L’UE ne se contente pas que des décrets et lois qui lui sont favorables commercialement, mais utilise ce même stratagème en incluant dans ces conditionnalités une implémentation satisfaisante de la matrice des réformes du FMI. C’est ce qui a permis que la clause de l’arbitrage privé entre les entreprises privées et l’Etat (négociée aussi au sein de l’ALECA) soit introduite dans les lois internes (le code de l’investissement et la loi PPP). Pareil pour la clause de traitement national (qui devait aussi être négociée) est adoptée de facto comme principe de base pour les investisseurs étrangers qui auront dorénavant un traitement non moins favorable que les investisseurs tunisiens. La notion de « non moins favorable » désigne strictement égal ou supérieur, en terme de subventions d’avantages fiscaux et de traitement législatif et réglementaire. Et avec l’accord de validation sur les brevets. Tous les brevets européens seront reconnus et validés en Tunisie. Ce qui protégera encore plus leurs produits de toute concurrence.
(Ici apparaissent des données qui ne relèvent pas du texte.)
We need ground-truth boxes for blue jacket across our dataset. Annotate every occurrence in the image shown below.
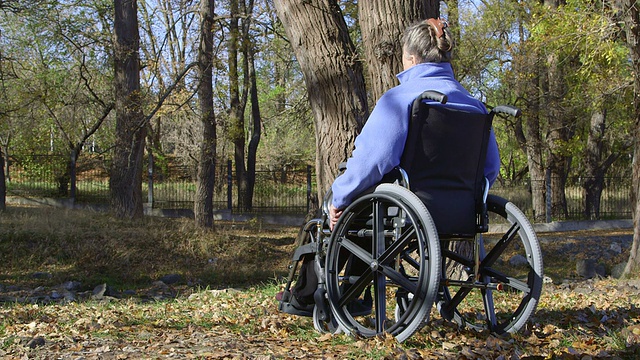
[331,63,500,209]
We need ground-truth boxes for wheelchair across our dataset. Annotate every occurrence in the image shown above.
[279,91,543,342]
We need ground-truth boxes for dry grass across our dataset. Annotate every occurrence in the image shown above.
[0,207,297,288]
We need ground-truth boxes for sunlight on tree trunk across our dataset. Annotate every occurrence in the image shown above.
[274,0,369,199]
[621,0,640,277]
[358,0,439,101]
[194,0,217,228]
[109,0,147,219]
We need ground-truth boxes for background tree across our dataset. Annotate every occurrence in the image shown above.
[618,0,640,276]
[194,0,217,228]
[274,0,369,199]
[109,0,147,218]
[358,0,440,101]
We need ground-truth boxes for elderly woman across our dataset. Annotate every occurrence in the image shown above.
[329,19,500,228]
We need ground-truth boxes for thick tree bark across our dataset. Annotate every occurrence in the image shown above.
[0,147,7,211]
[514,36,546,222]
[246,50,262,211]
[194,0,217,228]
[358,0,439,101]
[620,0,640,277]
[545,54,571,219]
[109,0,147,218]
[274,0,369,199]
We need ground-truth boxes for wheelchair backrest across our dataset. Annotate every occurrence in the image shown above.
[400,92,493,236]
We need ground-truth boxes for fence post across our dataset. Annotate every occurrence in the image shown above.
[69,150,78,204]
[147,151,154,209]
[307,165,311,214]
[227,160,233,210]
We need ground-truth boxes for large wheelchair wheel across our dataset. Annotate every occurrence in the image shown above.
[438,195,543,334]
[325,184,441,342]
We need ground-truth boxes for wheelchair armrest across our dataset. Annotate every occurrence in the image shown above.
[491,105,522,117]
[476,177,489,233]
« Dans le cas le plus simple, les parties en conflit choisissent librement un arbitre chacune, lesquels s’accordent sur un troisième, qui préside le tribunal arbitral ainsi formé. Alternativement, elles peuvent s’en remettre à un forum spécialisé comme il en existe aujourd’hui sur de nombreuses places financières et commerciales. Ce forum forme le tribunal, apporte des règles de procédures, fournit une infrastructure administrative. Les parties disposent aussi d’une très grande liberté en termes de choix du droit de référence et les procédures comme les sentences restent confidentielles, ce qui est généralement préféré dans le monde des affaires. Enfin, depuis la Convention de New York de 1958, une fois homologuée par un tribunal civil ordinaire d’un pays signataire, une sentence arbitrale sera reconnue et mise à exécution beaucoup plus aisément dans des pays tiers qu’un jugement rendu par un tribunal officiel, toujours soupçonné de partialité. On est donc devant une institution typique d’un monde globalisé : les agents privés disposent d’une grande autonomie institutionnelle et normative, à caractère largement extra-territorial, tout en conservant le bénéfice ultime des moyens de coercition propres aux États. »
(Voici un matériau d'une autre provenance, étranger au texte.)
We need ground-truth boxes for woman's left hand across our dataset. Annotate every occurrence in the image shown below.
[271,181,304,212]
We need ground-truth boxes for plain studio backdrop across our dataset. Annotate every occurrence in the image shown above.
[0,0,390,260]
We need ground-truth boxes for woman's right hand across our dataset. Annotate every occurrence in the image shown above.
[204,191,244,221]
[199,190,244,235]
Claire Lemercier, Jérôme Sgard. Arbitrage privé international et globalisation(s). [Rapport de recherche] 11.11, Mission de Recherche Droit et Justice; CNRS; Sciences Po. 2015.

Il ne s’agit donc pas que d’un appui budgétaire, non couteux comme a semblé l’admettre le dernier rapport de la Cour des comptes (vu les taux d’intérêts intéressants que l’UE propose) mais d’un outil de défense commerciale qui permet à l’UE d’avancer dans les négociations d’accords commerciaux en imposant l’adoption en interne de ces lois par la pression de la dette. Ce qui pose une question légitime de la souveraineté législative et réglementaire pour la Tunisie. D’autant plus que si les normes changent en Europe.  La Tunisie devra les transposer sans même pouvoir les discuter. Jusqu’à nouvel ordre le citoyen tunisien ne participe pas aux élections du parlement européen.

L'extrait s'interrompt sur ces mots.